Wang’s son said his father was hospitalized 12 days ago for cardiac arrest.
Wang was born in Taiwan’s northern port city of Keelung in 1944. Before he waded into the political arena, he was a writer. His most well-known novels, “Aunt Jinshui” and “Wang jun zao gui,” describes the real life of local working populace, a theme that was later transformed into his political belief and platform to speak for the underprivileged.
However, Wang’s native and realistic writing style in the 70’s ran counter to the then bureaucratic ideology. Wang, who was thrust into the vortex of democratic struggle at the time, was arrested and imprisoned for his implication in the Formosa Incident, a pro-democracy demonstration that was cracked down and prosecuted by the Chinese Nationalist Party (KMT) government in 1979.
Considering the stringent political climate of the time, Wang said he was prepared for the worst. When serving his time, Wang continued to write and finished some children’s literature works and novels.
After he finished his jail term, Wang became an elected official and served as DPP legislator, laying political foundation for the party in Keelung.
After the DPP lost the presidential election in 2008, Wang became the DPP’s first unpaid secretary general. He was said to have slimmed down the party’s personnel and interceded in the party’s infighting following the political defeat.
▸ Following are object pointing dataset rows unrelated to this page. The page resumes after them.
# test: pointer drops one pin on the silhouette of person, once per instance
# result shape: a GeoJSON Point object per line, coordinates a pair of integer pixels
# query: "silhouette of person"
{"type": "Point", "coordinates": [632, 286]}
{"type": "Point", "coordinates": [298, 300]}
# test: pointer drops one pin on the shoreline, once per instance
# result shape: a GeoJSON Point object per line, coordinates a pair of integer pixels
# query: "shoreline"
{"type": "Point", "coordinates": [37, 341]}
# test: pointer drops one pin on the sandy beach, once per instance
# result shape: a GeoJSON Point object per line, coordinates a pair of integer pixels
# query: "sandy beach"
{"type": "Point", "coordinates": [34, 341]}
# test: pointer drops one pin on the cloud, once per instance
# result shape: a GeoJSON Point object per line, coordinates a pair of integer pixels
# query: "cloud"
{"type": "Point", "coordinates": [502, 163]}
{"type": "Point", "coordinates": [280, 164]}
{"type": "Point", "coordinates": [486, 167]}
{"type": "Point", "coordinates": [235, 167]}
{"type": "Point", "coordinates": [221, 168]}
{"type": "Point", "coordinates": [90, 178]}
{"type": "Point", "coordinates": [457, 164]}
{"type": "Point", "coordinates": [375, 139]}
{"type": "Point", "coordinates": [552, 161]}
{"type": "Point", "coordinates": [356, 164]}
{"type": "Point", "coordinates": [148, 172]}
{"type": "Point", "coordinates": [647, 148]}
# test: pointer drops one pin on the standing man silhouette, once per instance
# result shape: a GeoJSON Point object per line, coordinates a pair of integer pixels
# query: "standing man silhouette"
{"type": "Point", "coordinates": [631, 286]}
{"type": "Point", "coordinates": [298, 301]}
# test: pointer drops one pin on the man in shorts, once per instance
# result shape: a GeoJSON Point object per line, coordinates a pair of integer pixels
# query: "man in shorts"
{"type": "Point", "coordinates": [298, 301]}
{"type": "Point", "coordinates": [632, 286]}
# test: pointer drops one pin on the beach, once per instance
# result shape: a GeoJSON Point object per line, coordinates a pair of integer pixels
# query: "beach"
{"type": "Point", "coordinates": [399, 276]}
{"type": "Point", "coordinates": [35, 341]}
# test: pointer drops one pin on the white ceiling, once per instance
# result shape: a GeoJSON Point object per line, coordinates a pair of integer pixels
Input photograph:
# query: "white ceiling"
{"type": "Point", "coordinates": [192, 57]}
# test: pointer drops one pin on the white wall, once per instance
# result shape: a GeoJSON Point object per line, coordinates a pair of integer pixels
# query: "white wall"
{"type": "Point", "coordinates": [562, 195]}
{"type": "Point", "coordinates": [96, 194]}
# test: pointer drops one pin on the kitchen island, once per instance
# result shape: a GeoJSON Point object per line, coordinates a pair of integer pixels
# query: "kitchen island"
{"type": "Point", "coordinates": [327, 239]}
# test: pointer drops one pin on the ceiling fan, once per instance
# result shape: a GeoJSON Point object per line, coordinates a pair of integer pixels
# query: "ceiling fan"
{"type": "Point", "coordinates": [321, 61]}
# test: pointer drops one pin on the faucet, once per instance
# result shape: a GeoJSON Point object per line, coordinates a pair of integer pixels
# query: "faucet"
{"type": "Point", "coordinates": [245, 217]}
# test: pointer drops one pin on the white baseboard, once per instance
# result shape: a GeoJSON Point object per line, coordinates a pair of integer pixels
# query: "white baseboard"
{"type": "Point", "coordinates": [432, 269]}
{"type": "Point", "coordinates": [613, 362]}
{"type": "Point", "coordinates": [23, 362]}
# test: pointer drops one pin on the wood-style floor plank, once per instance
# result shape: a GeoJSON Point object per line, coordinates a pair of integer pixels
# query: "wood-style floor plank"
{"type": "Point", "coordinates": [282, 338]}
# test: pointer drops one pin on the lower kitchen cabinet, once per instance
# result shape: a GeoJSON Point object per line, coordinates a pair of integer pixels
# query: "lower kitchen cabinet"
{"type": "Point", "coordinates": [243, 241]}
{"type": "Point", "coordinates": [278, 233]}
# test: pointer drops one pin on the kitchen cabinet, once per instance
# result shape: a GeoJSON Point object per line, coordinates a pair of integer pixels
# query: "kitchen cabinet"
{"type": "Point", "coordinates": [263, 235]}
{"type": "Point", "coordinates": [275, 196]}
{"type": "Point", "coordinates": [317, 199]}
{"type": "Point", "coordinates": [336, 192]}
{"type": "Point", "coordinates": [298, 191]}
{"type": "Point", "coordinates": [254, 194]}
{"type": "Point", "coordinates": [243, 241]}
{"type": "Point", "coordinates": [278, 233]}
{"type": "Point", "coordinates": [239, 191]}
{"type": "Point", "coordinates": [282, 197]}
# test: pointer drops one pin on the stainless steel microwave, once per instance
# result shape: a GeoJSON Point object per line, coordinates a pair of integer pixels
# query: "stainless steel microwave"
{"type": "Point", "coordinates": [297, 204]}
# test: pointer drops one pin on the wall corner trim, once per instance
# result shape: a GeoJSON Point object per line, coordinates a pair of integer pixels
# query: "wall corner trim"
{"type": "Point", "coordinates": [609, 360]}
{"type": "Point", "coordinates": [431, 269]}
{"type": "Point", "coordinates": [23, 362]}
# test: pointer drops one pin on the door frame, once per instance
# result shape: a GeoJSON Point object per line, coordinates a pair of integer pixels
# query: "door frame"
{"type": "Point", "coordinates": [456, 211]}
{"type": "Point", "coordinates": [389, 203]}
The DPP said in a statement that during his term as the party’s secretary general, Wang paid back the party’s NT$150 million debt by practicing thrift.
After his retirement from the politics, Wang went back to writing and had recently finished a trilogy of Taiwan’s democratic movement, which he wished can be both published and made into a movie.
Commenting on Wang’s passing away, DPP Legislator Tuan Yi-kang said, “There will be no longer people like him.”
President Tsai Ing-wen said Wang’s passing away is saddening and his spirit of continuing to strive for a better Taiwan is a good model for all Taiwanese people to follow.
Even opposition KMT’s Central Policy Committee director Alex Tsai praised Wang’s integrity and outstanding literary works, and paid tribute to the “gentleman in the green camp.”